A masterpiece by prominent Chinese artist Xu Beihong was auctioned here Saturday at a record 72 million Hong Kong dollars (about 9.2 million U.S. dollars) for a Chinese oil painting.
"This afternoon we set a new record for any Chinese painting at auction, trumping the previous record, also by the artist and by a huge amount," said Evelyn Lin, head of Contemporary Chinese Art Department of Sotheby's.
Sotheby's had said the 1939 painting of an anti-Japanese street play, "Put Down Your Whip," was expected to fetch at least 30 million Hong Kong dollars (3.8 million dollars). The painting was bought by an anonymous collector over the telephone after competition from at least four other bidders.
"This painting is of historic value because this is Xu's only painting with the theme of anti-Japanese aggression," said Lin.
Drawn in 1939, the painting, 144 cm high and 90 cm wide, was completed during Xu's stay in Singapore at the highest peak of his artistic powers. Inspired by an anti-Japanese street drama of the same title staged by Xu's actress friend, Wang Ying, during his stay, the painting depicts Lady Shang before a crow and captures the spirit of the Chinese people against the backdrop of the Anti- Japanese War.

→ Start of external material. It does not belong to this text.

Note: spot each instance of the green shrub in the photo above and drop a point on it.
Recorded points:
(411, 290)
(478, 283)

Deeply moved by the patriotic motive of the drama, Xu blended this sentiment with meticulous brushstrokes and delicately portrayed the female protagonist in the foreground while realistically and vividly rendering the audience at the background.
Having disappeared from public view for the last half century, its exhibition at Sotheby's marked the first time the masterpiece was on public view since 1954, a year after Xu died.
Xu's work is the highlight of the auction house's Contemporary Chinese Art sale, offering 180 lots of Chinese art pieces.
The last record that Xu set was in November 2006 when his work "Slave and Lion" was sold at Christie's for 53.88 million Hong Kong dollars (6.9 million dollars).